四度目があるみたいなオーラ、ムンムン出てるなぁ……どうなるかな。


というわけで、絶唱する少女たちのバトルオペラも三度目の幕です。
Gの体たらくに『いや、何やんの?』と思いながら見てましたが、Gのグダグダでダメダメな部分を徹底的に解体し、リブートをかけるシリーズになったと思います。
敵である自動人形組が『悪い、強い、後腐れがない』の三拍子揃っていて、成長のための試練として的確に機能していたこともあり、お話の骨格は大きく崩れることなく走り切れたと思います。
キャロルが一度死んでからの自動人形修行編は、『各キャラの問題掘り下げと成長』というお話の骨格が見えすぎて、同じことの繰り返し&敵さんが物分かり良すぎに少し見えてしまったのは、骨格の太さと引き換えかな。
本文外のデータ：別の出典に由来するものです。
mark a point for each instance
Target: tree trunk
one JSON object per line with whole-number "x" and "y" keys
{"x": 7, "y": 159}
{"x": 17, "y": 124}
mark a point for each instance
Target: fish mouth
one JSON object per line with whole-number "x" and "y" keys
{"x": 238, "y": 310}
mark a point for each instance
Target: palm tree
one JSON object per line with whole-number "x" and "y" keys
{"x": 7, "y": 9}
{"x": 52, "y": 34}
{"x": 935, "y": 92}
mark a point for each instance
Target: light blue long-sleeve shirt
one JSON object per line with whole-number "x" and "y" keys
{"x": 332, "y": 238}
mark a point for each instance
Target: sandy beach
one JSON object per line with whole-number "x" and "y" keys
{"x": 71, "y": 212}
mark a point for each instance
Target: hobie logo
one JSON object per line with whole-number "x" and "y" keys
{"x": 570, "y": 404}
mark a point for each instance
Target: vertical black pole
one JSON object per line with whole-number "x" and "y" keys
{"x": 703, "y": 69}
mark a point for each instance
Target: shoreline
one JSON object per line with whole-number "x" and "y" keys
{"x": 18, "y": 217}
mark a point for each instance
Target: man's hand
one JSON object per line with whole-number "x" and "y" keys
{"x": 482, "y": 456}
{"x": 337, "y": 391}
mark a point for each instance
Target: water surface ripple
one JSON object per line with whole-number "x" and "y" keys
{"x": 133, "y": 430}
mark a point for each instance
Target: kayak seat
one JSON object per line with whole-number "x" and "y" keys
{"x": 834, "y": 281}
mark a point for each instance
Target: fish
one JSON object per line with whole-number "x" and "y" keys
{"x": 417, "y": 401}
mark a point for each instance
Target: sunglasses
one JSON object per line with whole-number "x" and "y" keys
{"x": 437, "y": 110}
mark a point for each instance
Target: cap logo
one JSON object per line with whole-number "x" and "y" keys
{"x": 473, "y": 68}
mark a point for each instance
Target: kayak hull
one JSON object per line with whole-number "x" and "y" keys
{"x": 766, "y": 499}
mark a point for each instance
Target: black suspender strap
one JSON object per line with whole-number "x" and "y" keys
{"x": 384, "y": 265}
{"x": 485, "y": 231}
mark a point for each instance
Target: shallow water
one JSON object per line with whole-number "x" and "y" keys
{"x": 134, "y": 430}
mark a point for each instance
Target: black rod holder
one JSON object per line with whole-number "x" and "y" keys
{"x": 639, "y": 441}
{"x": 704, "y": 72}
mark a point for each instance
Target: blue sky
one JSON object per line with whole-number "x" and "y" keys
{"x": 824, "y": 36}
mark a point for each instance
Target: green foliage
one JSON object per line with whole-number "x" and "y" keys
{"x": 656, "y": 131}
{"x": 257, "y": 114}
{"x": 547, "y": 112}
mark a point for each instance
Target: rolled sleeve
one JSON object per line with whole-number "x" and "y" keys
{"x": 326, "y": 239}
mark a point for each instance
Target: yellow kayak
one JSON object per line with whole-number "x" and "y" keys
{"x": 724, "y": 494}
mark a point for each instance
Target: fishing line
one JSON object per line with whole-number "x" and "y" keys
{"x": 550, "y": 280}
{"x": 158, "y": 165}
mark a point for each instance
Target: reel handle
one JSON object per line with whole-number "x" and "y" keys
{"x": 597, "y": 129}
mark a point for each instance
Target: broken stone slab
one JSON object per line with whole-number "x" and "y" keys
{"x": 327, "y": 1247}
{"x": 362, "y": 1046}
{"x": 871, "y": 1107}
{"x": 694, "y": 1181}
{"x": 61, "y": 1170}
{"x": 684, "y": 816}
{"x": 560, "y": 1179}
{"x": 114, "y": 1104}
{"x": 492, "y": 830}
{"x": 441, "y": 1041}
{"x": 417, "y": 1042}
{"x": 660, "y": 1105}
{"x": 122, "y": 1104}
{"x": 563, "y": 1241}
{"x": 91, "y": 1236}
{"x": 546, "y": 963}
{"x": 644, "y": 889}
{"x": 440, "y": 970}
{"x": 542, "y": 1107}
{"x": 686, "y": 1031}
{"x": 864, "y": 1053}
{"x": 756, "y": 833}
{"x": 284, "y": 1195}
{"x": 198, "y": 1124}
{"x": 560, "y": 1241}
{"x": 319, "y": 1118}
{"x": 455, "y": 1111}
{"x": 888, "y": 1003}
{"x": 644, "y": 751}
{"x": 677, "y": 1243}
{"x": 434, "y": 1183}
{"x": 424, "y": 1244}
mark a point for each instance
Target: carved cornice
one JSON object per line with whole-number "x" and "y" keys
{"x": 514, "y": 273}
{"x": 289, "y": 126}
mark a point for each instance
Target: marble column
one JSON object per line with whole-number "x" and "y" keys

キャラ要素がとっ散らかっていたFIS組の贖罪と再出発をしっかりやったのは、とっても良かった。
一方お話の燃料タンクが空になってる一期組はかなり無理くりでしたが、響と翼はクソ親と正面から対峙するという新要素をなんとか見つけて、成長に繋げられた感じ。
……一期開始段階で親が既に死んでいて、対峙しようにも相手がいなかったクリスちゃんはご愁傷様としか言いようがねぇ。
響はそれに加えて、繋ぐはずの手で人を殴る矛盾をどうしても受け入れられないという、めんどくさい問題にも立ち向かっていた。
『それ一期でカタ付けてね? あの悩み方と解決じゃ駄目だったん?』と思わなくもないが、まぁ駄目だったんだろう多分。
ホントなー、一期で綺麗に自分の問題を片付けすぎてしまったのが、こう響くとはなぁ。

お話全体としてはキャロルの超技術を巧くハッタリ効かせて使いつつ、『悪い、強い、後腐れがない』を合言葉に暴れる連中に、苦戦したり手のひらの上で転がされつつ、最終決戦まで走り切った感じです。
敵の狙いと味方の人格的運動がシンクロしていた前半はかなりスムーズだったけど、お互いネタがバレた後に展開した修行編は、ちょっと構造が見えすぎてわざとらしかった感じもある。
しかしアレだけキッチリしたラインを引かなければ、FIS組の復権もまたなかったと思うし、まーたグダグダと悩んでビンタされるような敵役よりも、あからさまに間違ってトチ狂って最後に少し分かり合えるBOSSの方が見ててスッキリするわな。
根っこが子供なのに恨みのあまり捻れてしまったキャロルは痛々しかったし、わざとらしくても気づけば乗っかってしまうシンフォギアの魔法は、今回良い方向に働いていた気がします。
ロリ顔でドスの効いた大仰な喋り方する所とか、相当に好きだったよ。

色々と構造的な披露は見えるものの、その中で精一杯出来ること、やりたいこと、やるべきことを見つけ本気で走り切った、シンフォギアらしい三期だったと思います。
少なくともGの負債は返しきったし、一期二期で置き去りにした問題にも決着を付け、お話の収まりが良くなったと思います。
続きに色目があるような終わり方になってましたが、正直彼女たちの物語タンクはかなり燃料がない感じがします。
なので上手い所掘り返していない未踏の地を見つけるか、燃料がなくても飛べるようなコンパクトなお話にするかして欲しいもんです。
ともあれ、シンフォギア三期、良いアニメでした。